Las palabras de Rachel terminan de resolver la duda que aún aferraba a Milly por dentro. Algo en el tono de la barda —calma en medio del caos— hace que Milly inspire hondo, mire el destello entre los arbustos y decida acercarse.
El brillo es tenue, casi tímido, pero demasiado perfecto para ser natural. Milly se agacha, aparta unas hojas empapadas y ve el objeto con claridad: una burbuja, no mayor que una bellota, suspendida sobre la tierra como si no decidiera si pertenece a este mundo o no.
Dentro de ella, la realidad parece plegarse.
Un espacio diminuto, cerrado, que sin embargo contiene algo vasto: una mujer hermosísima, de piel tan pálida que casi parece translúcida, con un largo cabello oscuro que flota como si estuviera bajo el agua. Su porte es regio, solemne, y detrás de ella hay un fondo estrellado, un cielo sin horizonte, un universo en miniatura que respira.
Cuando Milly toma la burbuja entre los dedos, una voz entra en su mente sin atravesar el aire.
“Estáis en un grave peligro.”
La voz es fría y cálida a la vez, como un recuerdo que no es suyo.
“El Traidor… el que una vez sirvió a otro dios.”
Las estrellas detrás de la mujer palpitan, como si repitieran el mensaje.
“Hrólf, servidor del Adversario, no descansará hasta cumplir su misión.”
Milly siente cómo un escalofrío le sube por la columna. El nombre del viejo escaldo parece encajar de repente en un lugar demasiado oscuro.
La mujer continúa:
“Desde mi destierro he percibido la grieta que se abre en vuestro sendero. Por eso he tejido este fragmento de realidad para enviaros mi aviso.”
La burbuja vibra, como si la magia que la sostiene estuviera a punto de quebrarse.
“El lobo al que os enfrentáis…”
La frase queda suspendida un instante, buscando el peso adecuado.
“…no es como los otros.”
No muestra ninguna imagen. Sólo palabras, vertidas con una claridad casi dolorosa.
“Es grande, demasiado grande para su especie. Los hombros los tiene anchos, como si en otra vida hubiera llevado cargas humanas… o empuñado armas.”
Milly siente un escalofrío. La voz continúa:
“Su pelaje es irregular. En algunos tramos se desprende, dejando ver una piel pálida, enferma, agrietada por la humedad.”
La burbuja late con un pulso suave.
“Sus dientes… no encajan.”
Un susurro de desaprobación recorre la mente de Milly.
“Están torcidos, podridos en las comisuras, como si hubieran intentado copiar mal una forma que no era la suya.”

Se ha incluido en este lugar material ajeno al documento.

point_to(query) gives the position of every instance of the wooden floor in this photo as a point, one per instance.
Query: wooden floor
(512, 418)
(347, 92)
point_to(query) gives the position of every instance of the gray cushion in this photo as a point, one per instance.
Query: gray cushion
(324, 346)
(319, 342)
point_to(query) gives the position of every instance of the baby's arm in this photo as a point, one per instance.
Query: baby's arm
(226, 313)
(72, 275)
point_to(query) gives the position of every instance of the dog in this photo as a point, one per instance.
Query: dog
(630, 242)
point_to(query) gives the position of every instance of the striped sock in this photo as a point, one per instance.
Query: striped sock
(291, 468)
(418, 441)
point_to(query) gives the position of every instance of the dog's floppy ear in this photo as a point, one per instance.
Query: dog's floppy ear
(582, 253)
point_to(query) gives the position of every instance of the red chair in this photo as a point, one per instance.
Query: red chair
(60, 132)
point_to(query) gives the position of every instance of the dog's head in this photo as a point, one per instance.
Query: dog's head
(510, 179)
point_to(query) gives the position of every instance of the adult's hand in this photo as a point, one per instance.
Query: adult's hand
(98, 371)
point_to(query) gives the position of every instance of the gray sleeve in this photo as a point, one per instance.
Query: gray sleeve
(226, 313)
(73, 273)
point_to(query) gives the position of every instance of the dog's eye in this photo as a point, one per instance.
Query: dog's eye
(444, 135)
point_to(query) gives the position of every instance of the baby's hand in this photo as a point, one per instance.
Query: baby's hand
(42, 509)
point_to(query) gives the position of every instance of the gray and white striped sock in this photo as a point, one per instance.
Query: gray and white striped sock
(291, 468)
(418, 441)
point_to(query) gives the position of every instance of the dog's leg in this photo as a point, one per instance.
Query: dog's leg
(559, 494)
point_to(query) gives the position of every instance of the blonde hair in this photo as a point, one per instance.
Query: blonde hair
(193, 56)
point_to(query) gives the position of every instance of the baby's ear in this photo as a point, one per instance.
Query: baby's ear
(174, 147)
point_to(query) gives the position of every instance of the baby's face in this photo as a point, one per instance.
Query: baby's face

La voz baja un tono. Parece casi compasiva. O horrorizada.
“Cuando os mire, lo reconoceréis.”
Un silencio breve.
“Porque sus ojos no son de lobo. Son profundos, oscuros, llenos de súplica y de locura. Y detrás de esa locura…”
La sensación de frío se intensifica.
“Recordadlo: ese lobo no pertenece del todo al bosque. Ni al mundo de los hombres. Es… un vestigio. Una sombra que intenta recordar quién fue.”
La luz de la burbuja palpita, al borde de romperse.
“Mientras viva, la caza no terminará. Si muere, dejará de controlar el bosque”
En su palma descansa una bellota negra de obsidiana, tan perfecta que parece que la hubiese tallado una voluntad paciente e inhumana.
La luz del bosque se refleja en su superficie con un brillo aceitoso, casi líquido. Durante un latido, Milly no piensa en profecías ni advertencias ni dioses desterrados. Piensa en una sola cosa, instintiva, casi infantil:
"Esto debe valer una auténtica fortuna."
Y ese pensamiento—tan humano, tan terrenal, tan Milly—brilla por encima incluso del miedo que aún no ha tenido tiempo de sentir.